Puis il fallait que ce soit quelque chose que les parents puissent apprécier eux-mêmes et partager avec leurs enfants. Le bonheur est une émotion partagée et le succès des comptines est qu’elles sont interactives. Heap a soigneusement élaboré les paroles pour raconter une histoire joyeuse sur la façon dont nous aimons nos petits bébés, où que nous soyons – du ciel à l’océan, sur un vélo ou une fusée. Le thème du transport a permis beaucoup de plosives « beep, beep » et d’actions de rebondissement.
Nos consultants en musique pour bébés sont revenus au laboratoire et ont écouté deux ébauches légèrement différentes de la chanson complète. Cette fois, nous avons constaté qu’un rythme légèrement plus lent semblait mieux fonctionner (163 vs 168 battements par minute), peut-être parce que cela donnait aux parents et aux bébés un peu plus de temps pour répondre aux paroles. Nous avons également constaté que le refrain était la partie la plus efficace de la chanson et déterminé quelles paroles et quels effets sonores fonctionnaient mieux ou moins bien.
Après une dernière série d’ajustements de la part de Heap, nous avons procédé à un autre type de test. Nous avons réuni une vingtaine de bébés dans une pièce et leur avons fait écouter la chanson tous ensemble. Si vous avez déjà rencontré un bambin ou un jeune bébé excité, vous savez que deux minutes et demie, c’est très long pour retenir l’attention d’un seul enfant, sans parler de deux douzaines. Lorsque « The Happy Song » a retenti, nous avons été accueillis par une mer de petits visages émerveillés. Cette dernière partie n’était pas la plus scientifique des tests, mais elle m’a définitivement convaincu que nous avions un succès entre les mains.
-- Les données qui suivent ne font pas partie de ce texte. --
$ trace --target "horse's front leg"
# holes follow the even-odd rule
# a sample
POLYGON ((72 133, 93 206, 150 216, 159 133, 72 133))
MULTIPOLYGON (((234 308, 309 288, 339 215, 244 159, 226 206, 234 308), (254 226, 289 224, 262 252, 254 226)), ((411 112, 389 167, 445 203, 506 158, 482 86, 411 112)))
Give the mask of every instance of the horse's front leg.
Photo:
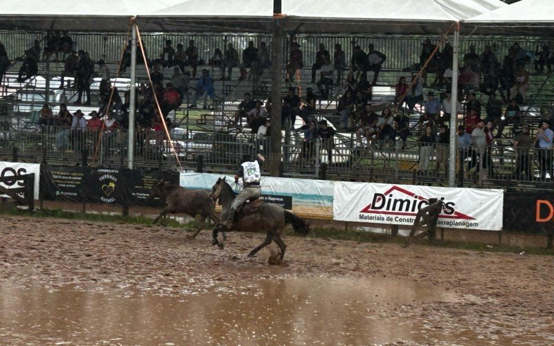
POLYGON ((223 248, 223 243, 220 243, 220 241, 217 240, 217 232, 219 232, 219 226, 213 229, 212 233, 212 246, 217 245, 220 248, 223 248))

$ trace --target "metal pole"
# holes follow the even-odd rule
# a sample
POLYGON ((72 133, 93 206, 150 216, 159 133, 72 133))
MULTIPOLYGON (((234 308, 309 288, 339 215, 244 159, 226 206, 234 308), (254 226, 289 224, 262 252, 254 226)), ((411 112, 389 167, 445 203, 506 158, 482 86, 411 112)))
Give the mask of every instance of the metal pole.
POLYGON ((128 165, 133 169, 134 161, 134 113, 136 104, 136 24, 131 28, 131 82, 129 89, 129 143, 127 144, 128 165))
POLYGON ((454 54, 452 55, 452 86, 450 105, 450 151, 448 161, 448 185, 454 187, 456 180, 456 134, 458 129, 458 58, 460 49, 460 23, 456 23, 454 30, 454 54))
POLYGON ((272 176, 279 176, 281 167, 281 80, 283 44, 280 1, 274 0, 273 37, 271 38, 271 166, 272 176))

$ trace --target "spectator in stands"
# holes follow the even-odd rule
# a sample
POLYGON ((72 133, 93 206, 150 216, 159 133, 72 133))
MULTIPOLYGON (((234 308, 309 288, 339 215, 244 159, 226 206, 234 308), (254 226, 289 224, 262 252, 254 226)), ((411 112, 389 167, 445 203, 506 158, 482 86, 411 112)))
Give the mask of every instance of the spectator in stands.
POLYGON ((463 64, 472 69, 473 72, 479 73, 481 71, 480 57, 475 53, 475 46, 470 46, 470 53, 463 56, 463 64))
POLYGON ((543 42, 542 45, 537 46, 537 49, 535 51, 535 56, 537 57, 535 60, 535 71, 537 73, 544 72, 544 65, 547 66, 548 73, 550 73, 551 64, 548 63, 550 55, 550 46, 546 42, 543 42))
POLYGON ((334 147, 334 129, 329 126, 327 120, 319 120, 319 138, 321 138, 321 149, 327 150, 328 163, 332 163, 332 151, 334 147))
POLYGON ((166 46, 161 51, 161 58, 163 60, 163 67, 173 66, 173 57, 175 55, 175 48, 171 45, 170 39, 166 40, 166 46))
POLYGON ((100 68, 98 71, 98 75, 100 75, 101 78, 100 81, 100 86, 98 86, 98 93, 102 93, 104 90, 107 89, 107 84, 110 78, 109 67, 108 67, 103 59, 98 60, 98 64, 100 68))
POLYGON ((90 80, 94 74, 94 63, 89 57, 89 54, 83 50, 78 52, 79 65, 75 71, 75 78, 78 89, 76 104, 80 104, 82 100, 82 93, 85 93, 87 101, 84 104, 91 104, 91 83, 90 80))
POLYGON ((346 69, 346 53, 342 50, 341 44, 334 45, 333 61, 334 62, 334 69, 337 70, 337 85, 341 85, 342 73, 346 69))
POLYGON ((550 175, 551 181, 554 181, 552 171, 552 143, 554 141, 554 131, 549 129, 550 123, 546 120, 541 122, 541 126, 537 131, 538 142, 539 169, 541 180, 544 181, 546 173, 550 175))
POLYGON ((302 161, 304 163, 312 162, 316 153, 316 140, 319 136, 319 129, 316 120, 310 120, 299 130, 304 131, 304 140, 302 142, 302 161))
POLYGON ((379 140, 394 142, 394 116, 388 107, 383 109, 377 125, 377 136, 379 140))
POLYGON ((111 153, 110 150, 117 140, 117 129, 119 125, 117 120, 108 113, 102 119, 104 130, 102 131, 102 143, 104 145, 104 155, 107 156, 111 153))
POLYGON ((260 44, 260 49, 258 51, 258 57, 252 64, 252 69, 250 70, 255 86, 260 84, 260 78, 264 71, 271 68, 271 58, 269 56, 269 52, 267 51, 265 42, 262 42, 260 44))
POLYGON ((213 52, 213 56, 210 58, 210 66, 212 67, 222 68, 223 66, 221 64, 222 60, 223 60, 223 53, 221 51, 221 49, 216 48, 215 51, 213 52))
POLYGON ((4 45, 0 42, 0 83, 8 67, 10 67, 10 59, 8 58, 8 52, 6 51, 4 45))
POLYGON ((375 46, 369 45, 368 52, 368 67, 367 71, 373 72, 373 81, 371 85, 377 85, 377 79, 379 78, 379 72, 382 68, 383 63, 386 60, 386 56, 379 51, 375 50, 375 46))
POLYGON ((312 82, 316 82, 316 71, 319 70, 323 65, 330 64, 331 55, 329 51, 325 48, 325 44, 319 44, 319 51, 316 52, 316 60, 312 65, 312 82))
POLYGON ((529 151, 531 149, 531 136, 529 136, 529 125, 527 124, 524 125, 521 131, 514 138, 514 149, 517 157, 514 177, 517 180, 530 179, 531 161, 529 159, 529 151))
POLYGON ((491 93, 489 95, 489 99, 487 101, 487 118, 485 118, 485 122, 492 122, 493 129, 496 125, 499 125, 502 121, 502 102, 497 99, 497 95, 494 93, 491 93))
POLYGON ((354 47, 354 51, 352 53, 352 59, 350 60, 350 71, 356 72, 354 79, 357 80, 360 73, 366 74, 367 73, 367 66, 368 55, 361 49, 361 47, 356 46, 354 47))
POLYGON ((413 112, 416 104, 421 103, 423 101, 423 85, 421 84, 421 78, 419 75, 412 76, 411 83, 408 86, 408 93, 404 100, 408 105, 410 114, 413 112))
MULTIPOLYGON (((188 46, 185 51, 186 53, 186 65, 193 68, 193 79, 196 79, 196 69, 198 67, 198 48, 195 46, 195 40, 190 39, 188 41, 188 46)), ((181 71, 183 69, 181 69, 181 71)))
MULTIPOLYGON (((403 100, 408 92, 408 84, 406 84, 406 77, 400 77, 398 82, 394 86, 394 101, 395 103, 403 100)), ((402 104, 399 104, 402 106, 402 104)))
POLYGON ((252 129, 252 134, 258 133, 258 129, 265 124, 265 120, 269 116, 265 108, 262 108, 262 100, 257 100, 256 106, 247 113, 248 127, 252 129))
POLYGON ((354 80, 354 74, 352 72, 349 72, 348 74, 346 75, 346 79, 344 80, 344 83, 342 84, 341 91, 343 94, 344 94, 346 91, 354 93, 356 91, 357 86, 357 82, 354 80))
POLYGON ((173 69, 173 75, 171 76, 171 84, 179 93, 179 98, 181 100, 184 98, 185 93, 188 91, 188 75, 181 73, 179 67, 173 69))
MULTIPOLYGON (((475 109, 472 109, 464 118, 463 125, 465 126, 465 131, 472 134, 473 130, 477 127, 479 122, 482 121, 479 116, 477 115, 475 109)), ((483 124, 484 125, 484 124, 483 124)))
POLYGON ((160 71, 160 66, 155 64, 152 66, 152 71, 150 73, 152 83, 156 86, 163 85, 163 73, 160 71))
POLYGON ((497 138, 501 138, 502 134, 504 132, 504 127, 510 122, 514 124, 514 129, 512 131, 515 132, 517 131, 517 129, 521 120, 521 112, 519 110, 519 107, 516 104, 515 100, 510 100, 510 104, 506 107, 506 110, 504 112, 504 120, 498 127, 497 138))
POLYGON ((202 75, 196 82, 196 92, 193 98, 193 104, 188 108, 196 108, 196 100, 199 96, 204 96, 204 109, 206 109, 208 96, 212 100, 215 97, 215 91, 213 89, 213 81, 210 77, 210 73, 207 69, 202 70, 202 75))
POLYGON ((346 93, 339 99, 339 103, 337 106, 337 113, 340 117, 339 129, 344 129, 347 127, 352 127, 350 116, 352 111, 354 111, 354 97, 352 95, 352 91, 346 91, 346 93))
MULTIPOLYGON (((443 100, 442 102, 442 109, 443 109, 443 115, 439 120, 440 122, 443 123, 449 123, 450 122, 450 117, 452 116, 452 92, 450 90, 446 91, 446 97, 443 100)), ((463 107, 462 104, 460 103, 459 101, 456 100, 456 116, 461 113, 463 107)), ((458 118, 456 118, 456 119, 458 118)))
MULTIPOLYGON (((71 77, 75 78, 75 72, 79 67, 79 57, 77 56, 77 52, 71 51, 67 57, 65 58, 64 64, 64 71, 62 71, 61 80, 60 81, 59 89, 64 89, 64 80, 66 77, 71 77)), ((71 87, 71 82, 67 82, 67 88, 71 87)))
POLYGON ((527 90, 529 89, 529 73, 525 71, 525 66, 517 66, 514 75, 514 85, 510 89, 510 99, 516 102, 527 103, 527 90))
MULTIPOLYGON (((253 109, 256 108, 256 100, 252 100, 250 93, 244 93, 244 98, 238 104, 238 109, 235 113, 235 119, 233 122, 235 125, 240 125, 242 118, 247 118, 247 113, 253 109)), ((247 121, 248 123, 248 120, 247 121)))
POLYGON ((48 103, 42 105, 39 116, 39 125, 41 126, 52 126, 54 125, 54 115, 48 103))
POLYGON ((450 133, 448 127, 441 124, 438 127, 438 136, 437 136, 437 154, 435 174, 440 173, 440 165, 445 167, 445 176, 448 176, 448 154, 450 144, 450 133))
POLYGON ((98 118, 96 111, 92 111, 89 114, 91 118, 87 120, 87 129, 98 132, 102 128, 102 120, 98 118))
MULTIPOLYGON (((423 68, 425 62, 427 62, 427 66, 422 71, 422 79, 423 80, 424 84, 427 82, 427 73, 433 73, 437 69, 438 62, 438 54, 433 55, 435 51, 436 46, 433 44, 430 39, 425 39, 425 42, 421 44, 421 54, 420 54, 420 66, 423 68)), ((438 53, 438 52, 437 52, 438 53)))
POLYGON ((73 115, 71 121, 71 131, 70 134, 70 141, 73 145, 73 150, 79 152, 82 148, 83 131, 87 129, 87 120, 84 114, 80 109, 78 109, 73 115))
POLYGON ((181 95, 173 88, 173 84, 168 83, 166 84, 166 91, 163 93, 163 102, 161 104, 161 111, 163 116, 167 116, 168 113, 179 108, 181 105, 181 95))
POLYGON ((60 111, 57 115, 54 117, 55 125, 61 127, 69 127, 71 126, 73 116, 67 110, 67 106, 64 103, 60 104, 60 111))
POLYGON ((400 108, 394 118, 395 137, 398 136, 402 140, 402 149, 406 149, 406 141, 410 135, 410 118, 404 113, 404 109, 400 108))
POLYGON ((17 75, 17 82, 22 83, 31 77, 36 76, 39 73, 38 60, 31 50, 25 51, 23 64, 19 68, 17 75))
MULTIPOLYGON (((473 149, 473 157, 479 157, 480 165, 483 165, 483 168, 487 167, 487 160, 485 157, 487 150, 487 134, 484 131, 485 122, 479 119, 477 122, 473 131, 471 132, 472 135, 472 149, 473 149)), ((474 166, 477 165, 476 161, 472 161, 470 170, 474 166)), ((480 172, 479 167, 477 165, 476 172, 480 172)), ((486 172, 486 171, 485 171, 486 172)))
MULTIPOLYGON (((315 66, 315 64, 314 65, 315 66)), ((334 66, 331 64, 328 57, 323 57, 323 64, 319 69, 321 69, 319 73, 321 78, 317 81, 317 88, 321 96, 327 99, 329 98, 329 89, 334 82, 334 66)), ((313 67, 312 71, 315 71, 313 67)))
POLYGON ((240 79, 239 80, 244 80, 247 79, 247 69, 251 69, 252 65, 255 64, 258 61, 258 48, 254 47, 254 42, 249 41, 248 42, 248 47, 242 51, 242 64, 240 66, 240 79))
POLYGON ((221 80, 225 80, 225 69, 227 69, 227 80, 231 80, 231 75, 233 73, 233 68, 237 67, 240 65, 240 60, 238 58, 238 52, 233 47, 233 44, 227 44, 227 50, 223 55, 223 60, 222 60, 222 78, 221 80))
POLYGON ((477 96, 475 93, 470 93, 467 95, 467 104, 465 106, 465 111, 470 113, 470 111, 474 110, 477 115, 481 117, 481 101, 477 100, 477 96))
POLYGON ((356 131, 356 139, 361 145, 361 136, 367 140, 368 147, 371 143, 373 137, 377 133, 377 122, 379 116, 373 111, 373 105, 368 103, 366 109, 359 117, 359 128, 356 131))
POLYGON ((431 126, 425 127, 425 133, 422 135, 418 140, 420 145, 420 158, 418 163, 418 173, 427 174, 429 170, 429 161, 433 156, 436 138, 433 133, 431 126))
POLYGON ((185 52, 183 44, 177 44, 175 53, 173 55, 173 65, 178 66, 181 72, 185 72, 185 65, 186 65, 186 53, 185 52))
POLYGON ((316 95, 312 88, 306 88, 305 102, 300 112, 300 116, 305 123, 309 122, 309 117, 316 111, 316 95))
POLYGON ((427 94, 427 100, 424 104, 425 111, 420 117, 418 125, 418 134, 420 134, 425 127, 430 124, 434 127, 434 125, 438 122, 439 115, 440 114, 440 101, 435 98, 435 93, 429 91, 427 94))
POLYGON ((296 71, 303 67, 304 67, 304 60, 302 57, 302 51, 300 50, 300 44, 297 42, 293 41, 290 43, 289 63, 287 64, 287 78, 285 82, 290 82, 296 71))
POLYGON ((289 92, 283 99, 283 108, 281 112, 281 126, 283 128, 287 125, 287 119, 290 120, 290 127, 294 128, 296 116, 300 115, 300 106, 302 102, 300 98, 296 94, 294 88, 289 88, 289 92))

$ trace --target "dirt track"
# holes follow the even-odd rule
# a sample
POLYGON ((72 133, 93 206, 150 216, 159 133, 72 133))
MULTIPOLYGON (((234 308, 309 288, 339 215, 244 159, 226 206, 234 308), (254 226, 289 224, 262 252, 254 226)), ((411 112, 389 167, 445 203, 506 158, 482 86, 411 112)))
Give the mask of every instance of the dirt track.
POLYGON ((0 278, 22 287, 93 283, 98 291, 131 288, 179 295, 259 278, 387 277, 455 294, 453 302, 394 309, 396 316, 425 320, 445 336, 554 343, 554 257, 285 236, 285 264, 275 266, 267 264, 267 249, 246 257, 261 234, 231 233, 221 251, 210 246, 207 231, 189 240, 186 233, 151 233, 157 228, 128 224, 12 217, 3 217, 3 224, 0 278))

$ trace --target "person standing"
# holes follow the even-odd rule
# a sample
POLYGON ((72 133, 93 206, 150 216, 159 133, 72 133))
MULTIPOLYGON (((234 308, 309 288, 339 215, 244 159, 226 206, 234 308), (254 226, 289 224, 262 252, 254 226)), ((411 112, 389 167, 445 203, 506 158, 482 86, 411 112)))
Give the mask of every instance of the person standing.
POLYGON ((554 180, 552 172, 552 142, 554 140, 554 131, 550 128, 548 121, 543 120, 541 127, 537 131, 537 141, 539 150, 539 167, 541 171, 541 180, 546 179, 546 172, 551 180, 554 180))

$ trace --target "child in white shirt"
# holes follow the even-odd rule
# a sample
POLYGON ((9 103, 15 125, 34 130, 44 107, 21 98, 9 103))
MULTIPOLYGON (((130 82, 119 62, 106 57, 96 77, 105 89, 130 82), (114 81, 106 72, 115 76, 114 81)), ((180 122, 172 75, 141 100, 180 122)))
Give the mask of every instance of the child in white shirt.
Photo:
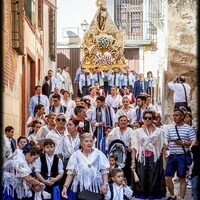
POLYGON ((132 197, 133 191, 126 185, 122 169, 113 168, 110 172, 113 183, 108 185, 108 192, 104 200, 128 200, 132 197))

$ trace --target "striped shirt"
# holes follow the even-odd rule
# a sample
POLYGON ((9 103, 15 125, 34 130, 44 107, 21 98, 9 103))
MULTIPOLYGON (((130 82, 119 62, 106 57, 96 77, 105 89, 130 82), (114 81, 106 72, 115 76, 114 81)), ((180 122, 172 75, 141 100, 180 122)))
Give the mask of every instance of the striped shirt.
MULTIPOLYGON (((196 137, 194 129, 187 124, 177 126, 177 130, 182 141, 192 141, 196 137)), ((182 146, 174 142, 175 140, 179 140, 174 124, 168 127, 166 138, 168 140, 170 154, 184 154, 182 146)), ((186 151, 189 150, 189 146, 184 147, 186 151)))

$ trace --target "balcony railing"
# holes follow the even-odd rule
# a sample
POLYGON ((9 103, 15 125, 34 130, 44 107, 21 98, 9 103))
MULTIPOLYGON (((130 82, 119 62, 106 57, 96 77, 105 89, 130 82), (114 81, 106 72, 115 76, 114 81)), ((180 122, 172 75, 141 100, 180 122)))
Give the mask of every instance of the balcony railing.
POLYGON ((116 22, 116 25, 125 32, 127 40, 140 41, 142 44, 157 41, 157 29, 150 21, 116 22))

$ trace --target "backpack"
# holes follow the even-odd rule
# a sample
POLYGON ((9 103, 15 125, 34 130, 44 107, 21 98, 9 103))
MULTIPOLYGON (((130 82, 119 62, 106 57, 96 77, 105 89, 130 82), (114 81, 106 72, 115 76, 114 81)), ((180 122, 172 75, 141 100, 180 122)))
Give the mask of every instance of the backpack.
POLYGON ((127 147, 122 140, 113 140, 108 146, 108 158, 111 155, 116 155, 118 157, 117 165, 120 168, 124 168, 126 164, 126 153, 127 147))

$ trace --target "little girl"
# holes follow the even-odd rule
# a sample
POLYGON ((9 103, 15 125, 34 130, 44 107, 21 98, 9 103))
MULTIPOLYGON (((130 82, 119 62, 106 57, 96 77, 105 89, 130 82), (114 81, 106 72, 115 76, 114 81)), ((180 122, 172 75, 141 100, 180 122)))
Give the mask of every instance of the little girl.
POLYGON ((110 172, 113 183, 108 185, 108 191, 104 200, 128 200, 131 199, 133 191, 126 185, 122 169, 114 168, 110 172))

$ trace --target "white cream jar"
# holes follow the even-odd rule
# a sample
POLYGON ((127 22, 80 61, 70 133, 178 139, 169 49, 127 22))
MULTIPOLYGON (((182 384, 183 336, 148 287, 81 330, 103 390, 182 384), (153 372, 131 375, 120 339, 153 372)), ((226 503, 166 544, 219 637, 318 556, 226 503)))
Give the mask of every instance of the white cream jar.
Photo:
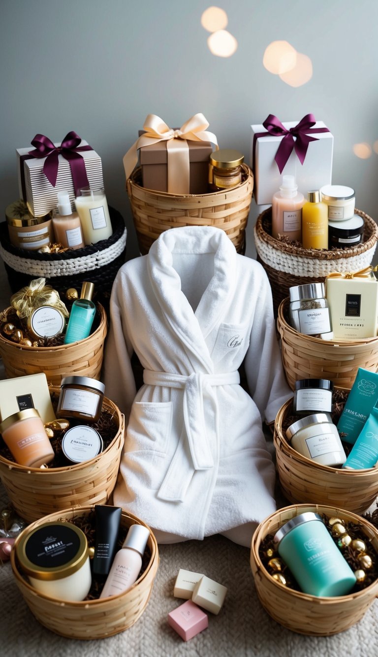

Maintenant que nous avons une chanson qui est à la fois nouvelle et très adaptée aux bébés, Lauren et moi avons une série d’études de suivi prévues. Nous prévoyons d’utiliser la chanson dans une série d’expériences portant sur la façon dont les parents initient leurs bébés à la musique et nous espérons examiner plus en profondeur les réponses physiologiques des bébés à la musique joyeuse.